China Retail Sales Contract Further to 5.9% in November

LONDON – Worse-than-expected economic figures in November might have been a bigger driver behind the relaxation of China’s strict “zero dynamic” COVID-19 rules than the public protests were.

On Thursday, China reported November economic data that missed expectations across the board.

Retail sales were down 5.9% last month year-over-year, the National Bureau of Statistics revealed. The figure was worse than the 3.7% decrease projected by Reuters, and a major decline compared to the 0.5% year-over-year drop in October.

Industrial production grew by 2.2% in November year-on-year, missing Reuters’ forecast of a 3.6% increase. Fixed asset investment for the year through November slowed to 5.3% from a year ago. Reuters had anticipated a 5.6% increase in the period.

It was the slowest growth since May, when Shanghai was put under a two-month-long lockdown. The November decline was due partly to disruptions in key manufacturing hubs like Guangzhou and Zhengzhou, where violent clashes between workers and the police took place.

Fu Jiaqi, statistician at the department of trade and foreign economic affairs at China’s National Bureau of Statistics, said that while the consumer market was significantly under pressure in November from the pandemic, online consumption grew steadily.

From January to November, the national online retail sales of physical goods increased by 6.4% year-on-year, growing faster than offline sales.

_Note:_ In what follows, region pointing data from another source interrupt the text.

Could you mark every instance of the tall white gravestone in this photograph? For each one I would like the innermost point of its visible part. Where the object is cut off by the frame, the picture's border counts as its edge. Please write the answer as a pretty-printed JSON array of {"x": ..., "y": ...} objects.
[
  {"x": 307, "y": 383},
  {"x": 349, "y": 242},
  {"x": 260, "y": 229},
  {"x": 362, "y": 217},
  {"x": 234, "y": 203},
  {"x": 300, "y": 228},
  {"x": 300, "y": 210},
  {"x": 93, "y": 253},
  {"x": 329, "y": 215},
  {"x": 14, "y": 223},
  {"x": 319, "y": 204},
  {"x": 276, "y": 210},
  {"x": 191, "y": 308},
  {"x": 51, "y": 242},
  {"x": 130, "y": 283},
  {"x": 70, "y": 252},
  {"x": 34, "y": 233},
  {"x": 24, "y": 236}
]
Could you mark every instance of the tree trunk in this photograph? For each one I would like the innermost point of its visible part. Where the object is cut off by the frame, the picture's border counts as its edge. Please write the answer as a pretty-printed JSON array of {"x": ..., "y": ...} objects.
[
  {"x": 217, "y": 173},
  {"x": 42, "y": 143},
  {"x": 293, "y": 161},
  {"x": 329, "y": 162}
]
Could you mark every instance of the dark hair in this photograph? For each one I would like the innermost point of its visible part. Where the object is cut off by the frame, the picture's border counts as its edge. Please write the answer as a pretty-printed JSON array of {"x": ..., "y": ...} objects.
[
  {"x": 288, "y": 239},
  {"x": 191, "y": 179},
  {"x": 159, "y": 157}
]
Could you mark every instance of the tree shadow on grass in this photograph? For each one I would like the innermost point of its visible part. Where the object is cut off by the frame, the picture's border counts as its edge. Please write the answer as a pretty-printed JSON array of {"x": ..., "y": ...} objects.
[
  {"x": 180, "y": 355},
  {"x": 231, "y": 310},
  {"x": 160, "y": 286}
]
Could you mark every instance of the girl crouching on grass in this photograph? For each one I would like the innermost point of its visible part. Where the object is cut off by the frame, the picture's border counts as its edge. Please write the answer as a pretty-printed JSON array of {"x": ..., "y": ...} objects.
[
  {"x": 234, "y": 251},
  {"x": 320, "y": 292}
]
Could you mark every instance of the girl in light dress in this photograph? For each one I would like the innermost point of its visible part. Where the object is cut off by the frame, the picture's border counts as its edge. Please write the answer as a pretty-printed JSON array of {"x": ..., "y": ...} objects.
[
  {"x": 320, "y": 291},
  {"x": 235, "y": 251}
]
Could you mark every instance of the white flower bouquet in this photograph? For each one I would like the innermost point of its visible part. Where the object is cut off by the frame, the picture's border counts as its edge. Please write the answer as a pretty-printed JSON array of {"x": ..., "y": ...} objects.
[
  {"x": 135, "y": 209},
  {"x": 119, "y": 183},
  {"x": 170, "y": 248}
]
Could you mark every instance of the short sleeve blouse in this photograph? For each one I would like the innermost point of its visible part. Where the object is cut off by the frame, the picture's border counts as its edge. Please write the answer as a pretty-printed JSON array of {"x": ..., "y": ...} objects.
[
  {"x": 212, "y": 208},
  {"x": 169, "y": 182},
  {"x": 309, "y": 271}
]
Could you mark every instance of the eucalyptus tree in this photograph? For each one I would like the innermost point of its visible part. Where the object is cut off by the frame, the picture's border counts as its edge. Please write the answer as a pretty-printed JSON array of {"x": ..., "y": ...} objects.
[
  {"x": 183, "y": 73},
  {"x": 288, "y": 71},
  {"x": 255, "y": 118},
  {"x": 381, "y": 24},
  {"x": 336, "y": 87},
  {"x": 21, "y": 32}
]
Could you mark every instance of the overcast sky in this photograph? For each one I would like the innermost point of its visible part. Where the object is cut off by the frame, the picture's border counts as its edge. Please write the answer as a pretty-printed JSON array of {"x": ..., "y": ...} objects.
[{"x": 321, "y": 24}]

They accounted for 27.1% of the total retail sales of consumer goods, Fu said.

On the bright side, Alicia Garcia-Herrero, chief economist of Asia-Pacific at wealth management firm Natixis, believes the worst will be over by end of the first quarter, and GDP growth in China will be able to reach at least 5.5% in 2023.

The International Monetary Fund projects that China’s GDP will grow 3.2% this year, with 4.4% growth forecast for 2023.

“The key here is to know whether the wave of infections could have some hard impact on supply, and that’s the key for the rest of the world. Inflation is going to increase because of supply chain disruptions. Not because of the lockdowns, but because of the absent [workforce] and the massive contagion that we’re seeing now in COVID cases in China. That’s the risk,” Garcia-Herrero said in an TV interview with Bloomberg.

Japanese investment bank Nomura also warned that the “rapid surge of infections in big cities might be only the beginning of a massive wave of COVID infections” and “the incoming migration around the Chinese New Year holiday in late January could bring about an unprecedented spread of COVID and severe disruptions to the economy.”

Since the beginning of December, China has scrapped most of its strict COVID-19 rules on mass testings, the track and trace system, and quarantines, after unprecedented anti-lockdown protests broke out in major cities like Beijing, Shanghai, and Guangzhou at the end of November.